16:41 <hzeller[m]> As long as the capnprot data structure is copied to the local data structure, there will still be a lot of overhead. Ideally, we can use the capnproto structs directly; so though that might need an abstraction of the access patterns first.

16:42 <litghost> hzeller: I agree there will be some overhead, but 12 seconds seems excessive.

16:46 <mithro> litghost / hzeller[m]: duck2 is a good person to ask

16:51 <hackerfoo> Assuming the amount read >= peak memory usage, that's >= 160MB/s, which seems reasonable for random-ish access. Averge random 4k reads for my high end SSD are only ~50MB/s.

16:52 <hackerfoo> How big is the capnproto rr_graph?

16:53 <hackerfoo> I guess it shouldn't be random reads, though.

16:53 <duck2> the current copying code is mostly "translated" from the xml reading code. From my past callgrinds, I think the most time is taken by copying the edges, where the gap between the data representations is wide.

16:54 <litghost> duck2: Edges are something we should strongly consider specializing

16:54 <litghost> duck2: e.g. store the edges in a dense blob of ints/shorts

16:54 <hackerfoo> duck2: Can you try putting the rr_graph in a ramdisk?

16:54 <litghost> duck2: Because that data is basically just a giant 2D matrix

16:56 <duck2> hackerfoo: The cap'n proto graph is ~600MB. I do a warmup run in the benchmark, so the file should be in the cache when measuring 12s

17:05 freemint has quit [Read error: Connection reset by peer]

17:08 freemint has joined #symbiflow

17:35 <duck2> litghost: in the file or in memory?

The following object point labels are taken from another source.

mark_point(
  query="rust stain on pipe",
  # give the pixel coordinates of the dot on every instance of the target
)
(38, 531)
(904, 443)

Even if we store the edges as such in the file, we still need to do rr_node::add_edge or vpr::add_edge_metadata which do allocations.

17:42 <litghost> duck2: the allocation strategy of the edges is something that should be examined anyways

17:42 <litghost> duck2: now might be a good time

17:50 <duck2> litghost: is the rr_graph read-only enough to try arena allocation? currently every node manages its small vector-ish of edges. I don't know how to deal with metadata, since it's not a simple vector. however currently every node&edge has a t_metadata_dict of its own, which takes an allocation to create and another allocation to populate

17:50 <litghost> > " rr_graph read-only enough to try arena allocation"

17:50 <litghost> This is true when reading an rr graph

17:50 <litghost> It is completely read-only

17:57 <hackerfoo> You could try a simple bump allocator: `void *malloc(size_t size) { void *p = mem; mem += size; return p; }` and `void free(void *p) {}`

17:57 adjtm has quit [Ping timeout: 245 seconds]

17:58 <hackerfoo> Where `mem` points to a large chunk of preallocated memory, and see how much it speeds it up.

17:59 <hackerfoo> You might also want to check for overflow in `malloc`.

18:03 <hackerfoo> You can use `mmap` to get a large chunk of RAM, and even resize it. `sbrk` is not recommended.

18:05 <duck2> also note that a t_metadata_dict is a std::unordered_map<std::string, std::vector<std::string>> and that's allocated for every edge

18:06 <hackerfoo> Yuck, strings.

18:06 <duck2> hackerfoo: is it possible to just override malloc like that?

18:08 <hackerfoo> duck2: In C, yeah. `malloc` is defined in stdlib.h: https://en.cppreference.com/w/c/memory/malloc

18:08 <tpb> Title: malloc - cppreference.com (at en.cppreference.com)

18:09 <hackerfoo> There's a way to replace `new` in C++ as well, but I haven't done it.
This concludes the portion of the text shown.